Ara Toplam'da Taylan’ın hayatında yer eden insanlarla tanışıyoruz. Mesela “ustam” dediği tiyatro sanatçısı Yücel Erten. Ancak bu noktada bir ihtarda bulunmam lazım. Kitapta yer alan insanların anlatılma sebebi onları okurun merakını yüksek tutacak birer magazin sosu olarak kullanmak değil. Dolayısıyla kitaptan arkadaşlarla kahve içerken tatlı tatlı dedikodusunu edebilecek materyal devşiremiyoruz.

Mesela Yücel Erten’den bahsederken nehir söyleşi, tiyatroda usta-çırak ilişkisinden, insan ustasını nasıl seçer sorusuna; oradan da “çırak ustasını eleştirebilir mi?”ye akıyor. Taylan, büyük laflar, hayatında karşılığı olmayan sözler etmiyor. Esasen burada bahsettiğim “büyük laflar” zinciri kolayca üretilebilir bir şeydir ve kolayca ve hatta keyifle de tüketilebilir. Ancak ne yazan için ne de okuyan için netice hiç de besleyici olmaz.

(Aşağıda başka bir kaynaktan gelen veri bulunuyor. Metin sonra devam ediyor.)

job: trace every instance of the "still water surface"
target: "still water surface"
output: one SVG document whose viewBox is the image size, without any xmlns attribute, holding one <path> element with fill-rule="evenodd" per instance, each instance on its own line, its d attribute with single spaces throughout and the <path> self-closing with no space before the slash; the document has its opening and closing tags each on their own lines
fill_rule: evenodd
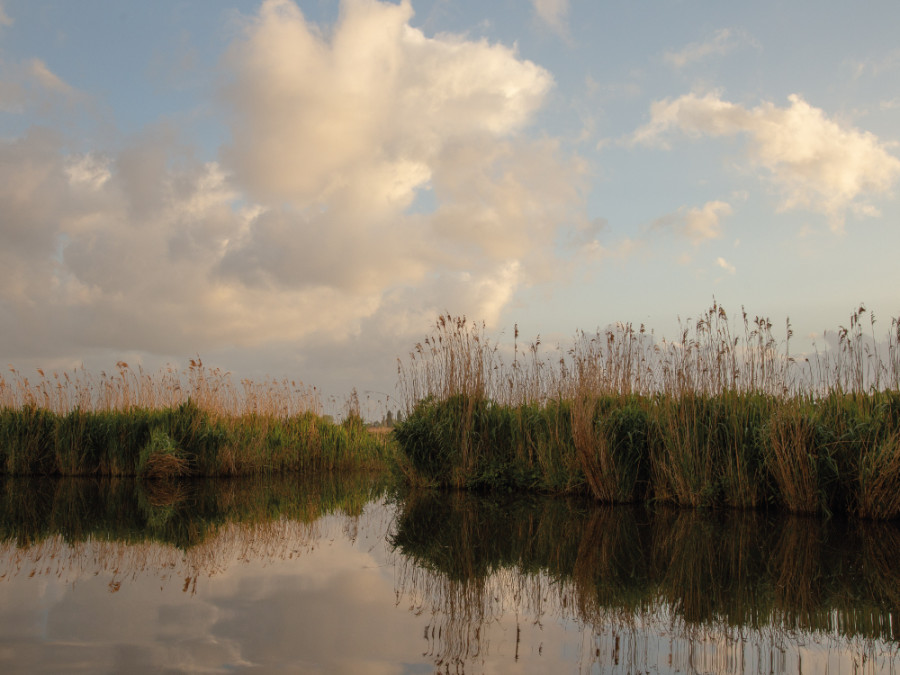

Kitabın sonunda yer alan “Sevdiklerim” listesi de okurun dikkatine yeni filmler, kitaplar ekleyecek yahut zaten bildiği kitapları, filmleri tekrar ve yeni bir bakışla seyretmeye sevk edecek nitelikte. Her ne kadar bir tarih kitabı olmasa da yakın tarihin Ahmet Mümtaz Taylan’ın hayatında bıraktığı izleri takip edebileceğimiz bir kitapla karşı karşıyayız. Ara Toplam'da yer alan ve yer almayan her detay, bir şekilde okuru olan bitene farklı bir açıdan bakma isteği uyandırıyor. “İnsanın Yurdu Neresidir?” sorusuna Ahmet Mümtaz Taylan’dan çok farklı bir cevap verseniz bile onun verdiği cevabın da sizin kendi ara toplamınıza bir katkısı olacağını düşünüyorum.

Ara Toplam'ı emsal nehir söyleşi kitaplarından ayıran temel unsur, kitapta rolü soru sormakla sınırlı bir kişi ile cevap vermek için orada bulunan bir başka kişinin koordineli monoloğunun olmaması. Günümüz Türk edebiyatının dikkat çeken yazarlarından Irmak Zileli ile Ahmet Mümtaz Taylan’ın gerçek bir diyaloğundan oluşuyor Ara Toplam. Hikâye anlatmanın farklı yordamlarının temsilcileri diyebiliriz onlar için. Diyalog neymiş, nehir söyleşi nasıl yapılırmış gibi sorulara sağlam bir cevap veriyor Ara Toplam.

Ara Toplam okurunu kendi ara toplamını yapmaya davet eden bir kitap.

Sırf bu davetin hatırına bile okunabilir.